Redação Alô Alô Bahia

redacao@aloalobahia.com

Tiago Mascarenhas

Fernando Frazão/Agência Brasil

Publicado em 15/12/2025 às 10:58 / Leia em 3 minutos

A semana começou com mobilização intensa nas unidades da Petrobras em todo o país. Petroleiros iniciaram, na madrugada desta segunda-feira (15), uma greve nacional após a categoria rejeitar a segunda contraproposta apresentada pela estatal para o Acordo Coletivo de Trabalho (ACT). O movimento, que a princípio tem duração de 24 horas, ocorre em um cenário de paralisação por tempo indeterminado.

Os impactos foram sentidos logo nas primeiras horas do dia. Segundo a Federação Única dos Petroleiros (FUP), houve adesão integral no Terminal Aquaviário de Coari, no Amazonas.

No Sudeste, a operação de plataformas no Espírito Santo e no Norte Fluminense precisou ser entregue a equipes de contingência da empresa. Em terra, o protesto afetou a troca de turnos em seis grandes refinarias: Regap (MG), Reduc (RJ), Repar (PR), além de Replan, Recap e Revap, todas em São Paulo.

O impasse nas negociações gira em torno de três eixos que a categoria considera fundamentais e que, segundo os sindicatos, não avançaram na mesa de discussão. Os trabalhadores exigem melhorias no plano de cargos e salários, com blindagem contra ajustes fiscais, e a defesa de um modelo de negócios que fortaleça a companhia pública.

No entanto, o ponto mais crítico envolve a Petros, o fundo de pensão dos empregados. A FUP cobra o fim dos Planos de Equacionamento de Déficit (PEDs). Esse mecanismo é acionado quando o fundo registra rombo financeiro, obrigando a cobrança de descontos extras nos contracheques de funcionários da ativa, aposentados e pensionistas para cobrir a conta futura das aposentadorias.

Desde a última quinta-feira (11), grupos mantêm uma vigília em frente à sede da empresa, no Rio de Janeiro, pressionando por uma resolução.

A tensão se agrava ao comparar os números apresentados na negociação. O sindicato argumenta que, enquanto a Petrobras distribuiu R$ 37,3 bilhões em dividendos aos acionistas apenas nos primeiros nove meses do ano, a oferta para os trabalhadores incluiu um ganho real de apenas 0,5% no salário, além de manter diferenças contratuais entre funcionários da holding e das subsidiárias.

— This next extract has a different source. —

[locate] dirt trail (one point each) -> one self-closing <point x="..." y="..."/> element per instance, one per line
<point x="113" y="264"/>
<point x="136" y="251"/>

Enquanto representantes da categoria, do governo e da Comissão Quadripartite se reúnem em Brasília para tentar destravar o diálogo, a FUP afirma que a greve busca “respeito, dignidade e justa distribuição da riqueza gerada”. Procurada para comentar a paralisação e as reivindicações, a Petrobras ainda não se manifestou oficialmente.